I read She said Yes: The Unlikely Martyrdom of Cassie Bernall by Misty Bernall yesterday. Cassie's mother's expresses that her daughter's death matters more or at least as much as what lead to her answer of "Yes" at the hands of the Columbine shooters, than that she simply said "Yes."
She makes the case that without faith and parents that happened to find out that their child was in trouble, Cassie could have had a very different, but equally infamous life. The story is of what was--as well as what could have been--for a deeply troubled, but incredibly determined teen.
It is the power of a mother's love that hopes all things, that brings us Cassie's story. Her mother asks "why my daughter?" "My death is not my own, but yours, and its significance depends on what you do with it" she quotes from a Hebrew prayer service for fallen soldiers. What significance does her daughter's death have?

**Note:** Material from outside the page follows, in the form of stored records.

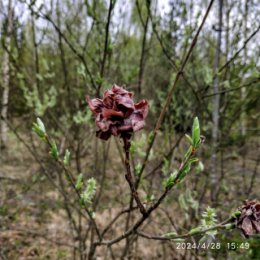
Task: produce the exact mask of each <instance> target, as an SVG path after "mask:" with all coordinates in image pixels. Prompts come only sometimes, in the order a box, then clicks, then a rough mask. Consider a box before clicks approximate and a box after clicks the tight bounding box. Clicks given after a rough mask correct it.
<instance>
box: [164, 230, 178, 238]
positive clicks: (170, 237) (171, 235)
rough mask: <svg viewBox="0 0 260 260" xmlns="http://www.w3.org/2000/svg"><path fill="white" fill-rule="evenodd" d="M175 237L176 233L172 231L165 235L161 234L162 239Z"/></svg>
mask: <svg viewBox="0 0 260 260" xmlns="http://www.w3.org/2000/svg"><path fill="white" fill-rule="evenodd" d="M176 236H177V233H176V232H174V231H172V232H169V233H166V234H163V237H168V238H174V237H176Z"/></svg>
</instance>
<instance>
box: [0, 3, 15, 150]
mask: <svg viewBox="0 0 260 260" xmlns="http://www.w3.org/2000/svg"><path fill="white" fill-rule="evenodd" d="M12 13H13V10H12V0H9V2H8V17H7V30H6V37H5V43H4V44H5V48H4V54H3V67H2V69H3V82H2V86H3V94H2V108H1V130H0V131H1V132H0V141H1V143H0V145H1V148H6V146H7V145H6V142H7V130H8V128H7V124H6V121H5V120H6V119H7V112H8V100H9V85H10V57H9V55H10V50H11V33H12V27H13V26H12V23H13V17H12Z"/></svg>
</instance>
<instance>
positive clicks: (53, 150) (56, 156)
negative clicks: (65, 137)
mask: <svg viewBox="0 0 260 260" xmlns="http://www.w3.org/2000/svg"><path fill="white" fill-rule="evenodd" d="M50 154H51V156H52V158H53V159H54V160H57V159H58V157H59V152H58V148H57V145H56V143H55V141H53V142H52V144H51V151H50Z"/></svg>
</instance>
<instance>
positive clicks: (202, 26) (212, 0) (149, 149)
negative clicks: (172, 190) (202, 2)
mask: <svg viewBox="0 0 260 260" xmlns="http://www.w3.org/2000/svg"><path fill="white" fill-rule="evenodd" d="M213 3H214V0H211V1H210V3H209V6H208V8H207V10H206V13H205V15H204V17H203V20H202V22H201V24H200V26H199V28H198V30H197V32H196V34H195V36H194V38H193V40H192V43H191V45H190V48H189V50H188V52H187V54H186V56H185V57H184V60H183V62H182V64H181V66H180V68H179V70H178V72H177V74H176V77H175V80H174V82H173V85H172V88H171V89H170V91H169V92H168V95H167V98H166V102H165V104H164V106H163V109H162V111H161V113H160V115H159V118H158V120H157V123H156V125H155V128H154V131H153V136H152V139H151V141H150V143H149V145H148V148H147V151H146V156H145V159H144V162H143V164H142V168H141V170H140V173H139V176H138V177H137V180H136V184H135V187H138V186H139V183H140V180H141V177H142V174H143V171H144V169H145V167H146V164H147V162H148V158H149V155H150V152H151V149H152V147H153V144H154V141H155V139H156V136H157V133H158V131H159V129H160V127H161V124H162V122H163V120H164V117H165V114H166V111H167V108H168V107H169V105H170V103H171V99H172V95H173V92H174V90H175V88H176V86H177V83H178V81H179V79H180V77H181V76H182V75H183V73H184V68H185V66H186V64H187V62H188V60H189V57H190V55H191V53H192V51H193V49H194V47H195V45H196V42H197V39H198V36H199V34H200V32H201V30H202V28H203V26H204V24H205V21H206V19H207V17H208V14H209V11H210V9H211V7H212V5H213Z"/></svg>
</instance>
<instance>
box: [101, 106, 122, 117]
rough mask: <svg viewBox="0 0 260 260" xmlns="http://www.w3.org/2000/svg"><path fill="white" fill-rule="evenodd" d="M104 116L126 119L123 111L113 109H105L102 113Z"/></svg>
mask: <svg viewBox="0 0 260 260" xmlns="http://www.w3.org/2000/svg"><path fill="white" fill-rule="evenodd" d="M102 115H103V117H104V118H107V119H109V118H112V117H117V118H123V117H124V113H123V112H121V111H115V110H113V109H107V108H104V109H103V111H102Z"/></svg>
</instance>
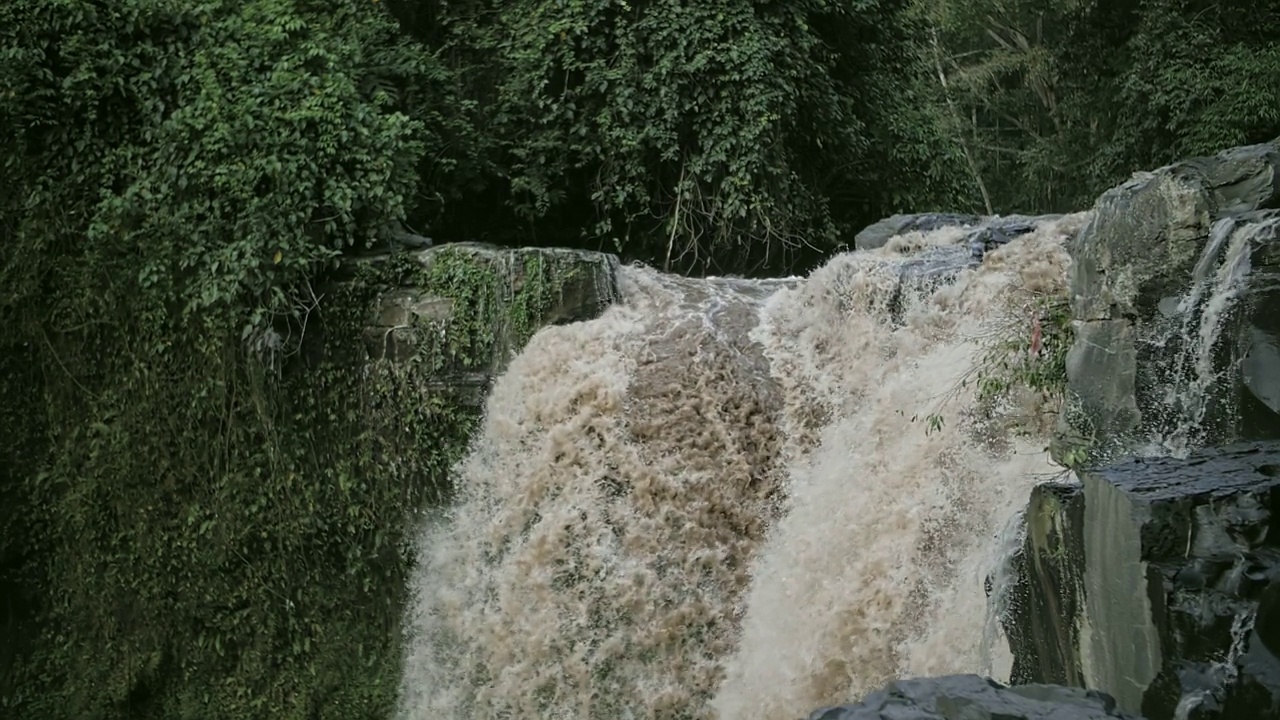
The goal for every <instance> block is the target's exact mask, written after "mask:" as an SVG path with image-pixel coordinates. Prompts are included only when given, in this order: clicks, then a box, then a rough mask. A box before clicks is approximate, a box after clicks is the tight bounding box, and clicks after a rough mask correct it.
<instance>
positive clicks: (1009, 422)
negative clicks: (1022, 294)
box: [911, 293, 1074, 434]
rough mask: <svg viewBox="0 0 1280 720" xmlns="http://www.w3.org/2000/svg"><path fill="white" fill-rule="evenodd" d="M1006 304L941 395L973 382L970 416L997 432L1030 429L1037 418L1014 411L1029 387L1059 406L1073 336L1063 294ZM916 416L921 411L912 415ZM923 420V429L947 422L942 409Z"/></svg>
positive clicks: (937, 429) (1044, 404) (1023, 402)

Whether or not the exchange between the gunman and Cassie actually took place, which is apparently debatable, doesn't really matter. We want that exchange to have happened. She's a heroine. For evil to have looked into the face of good, and for good, even in the face of death, to have triumphed is uplifting. Faith does not come easily for Cassie, nor most of us. Yet, in the end, when it was really all that mattered, it did come. She was not alone, and she did not doubt. So, it isn't the truth of the exchange that matters. The significance is the desire within us to answer "Yes."